Si spengono i semafori e le due Mercedes partono a razzo, con Verstappen che si deve accodare. Dietro di lui, Perez nel tentativo di superare Leclerc rischia di tamponarlo, e si deve a sua volta accodare al monegasco.

Hamilton segna giri veloci in successione, ma non scava un solco fra sè e gli avversari, con il distacco che si aggira attorno al secondo. 

Giusto il tempo che Vanzini ci ricordi che “può succedere di tutto” e al giro 10 Mick Schumacher distrugge la sua Haas. Inevitabile l’uscita della Safety Car, e in Mercedes fanno rientrare entrambe le macchine. Verstappen decide di fare il contrario e si accoda alla vettura di sicurezza. Ma Bottas rallenta eccessivamente, per lasciare spazio fra sè e il compagno di squadra, e l’olandese protesta furiosamente.

Ed è ancora più furioso con la squadra per non averlo fatto fermare. Ma non sa ancora che la direzione gara fermerà la gara, perchè le barriere sono irreparabili. E questo per Max è un grosso regalo, perchè potrà cambiare le gomme a costo zero.

Questa volta è Hamilton ad essere furibondo, perchè questa decisione ovviamente lo penalizza enormemente, ed è anche poco comprensibile, perchè visivamente le barriere non erano, almeno in apparenza, vedendole dal divano di casa, danneggiate in un modo che non si potesse riparare durante un periodo di neutralizzazione. E, infatti, la riparazione, o, più probabilmente, l’ispezione, dura solo 15 minuti, nulla che non si potesse fare con la Safety Car in pista.

Quel che è peggio per Hamilton, è che non sono previste più soste, quindi Lewis dovrà guadagnarsi la prima posizione in pista.

Già durante il giro di riscaldamento Lewis e Max si punzecchiano, col primo che prova una partenza, cosa vietata, e il secondo che si distanzia di più di 10 macchine dal rivale, cosa altrettanto vietata. Si spengono i semafori, Lewis parte meglio e Max per stargli davanti allunga la frenata della prima curva e taglia la chicane, uscendo davanti ad Hamilton in modo chiaramente irregolare. Ma se non avesse allungato tanto la frenata, Bottas, che aveva “sbagliato” la frenata, lo avrebbe tamponato in pieno.

La manovra di Max fa sì che Ocon si metta fra lui e Lewis. Ma dietro accade il caos, con Perez che tocca Leclerc e si gira, e Mazepin che tampona violentemente una Williams, attivando inevitabilmente un’altra bandiera rossa.

Durante la pausa si assiste ad una farsesca trattativa fra la FIA, Red Bull e Mercedes.
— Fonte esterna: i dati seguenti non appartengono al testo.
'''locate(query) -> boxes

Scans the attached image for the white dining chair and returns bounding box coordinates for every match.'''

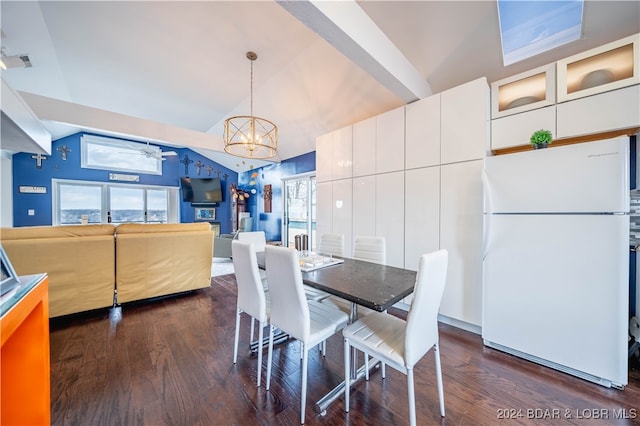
[265,246,349,424]
[317,232,344,256]
[342,250,448,426]
[231,240,270,386]
[353,236,387,265]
Max dovrebbe essere penalizzato per la manovra effettuata, e la squadra “patteggia” per lui la partenza in terza posizione, dietro ad Hamilton. La gara ripartirà quindi con Ocon ed Hamilton in prima fila.

E di nuovo da fermo per la terza volta, con Verstappen che monta gomma media. Con una partenza spettacolare, e una staccata strepitosa, Max si infila all’interno ed Hamilton viene preso a sandwich fra l’olandese e Ocon, uscendo dalla chicane in terza posizione. Tempo un giro, e si riporta in seconda posizione.

L’olandese inizia a lamentarsi della mancanza di potenza, e dietro Lewis gli si avvicina. Va ricordato che l’inglese monta il motore favoloso che gli ha consentito di rimontare 25 posizioni in Brasile.

Tempo qualche giro e Tsunoda tampona Vettel, perdendo l’ala anteriore, che rimane sul circuito. Viene quindi attivata la Virtual Safety Car. Il distacco fra i primi due non è mutato e riparte la caccia, a suon di giri veloci da una parte e dall’altra. 

La pista però è disseminata di detriti causa di contatti vari, e viene attivata ancora più volte la Virtual Safety Car. Ogni giro a velocità controllata è ovviamente favorevole a Verstappen, avendo lui gomme più morbide rispetto ad Hamilton. E’ inspiegabile il fatto che non venga in questo caso mandata in pista la Safety Car, dal momento che precedentemente era stata data bandiera rossa quando, in apparenza, non ce n’era la necessità.

Dopo 5 lunghi giri, la gara riparte. Mancano 17 giri alla fine, e la caccia ricomincia ancora una volta a suon di giri veloci. I primi due fanno gara a sè. Proprio quando Hamilton si è incollato agli scarichi di Verstappen, viene nuovamente attivata la Virtual Safety Car. Ma questa volta viene incontro a Lewis, perchè gli risparmia il secondo settore, dove è più lento di Max, e riesce ad attivare il DRS e ad attaccare il rivale sul rettilineo di partenza. Anche questa volta, come in Brasile, l’olandese tira la staccata oltre ogni limite, e lo manda fuori pista. A differenza di Interlagos, però, gli viene detto di cedere la posizione, e lo fa in modo furbo, con Lewis che lo tampona clamorosamente e danneggia l’ala anteriore. Non è dato a sapere se l’inglese preferisse attendere per non concedere il DRS all’avversario nel rettilineo successivo, o se non sapesse che l’avversario gli doveva cedere la posizione.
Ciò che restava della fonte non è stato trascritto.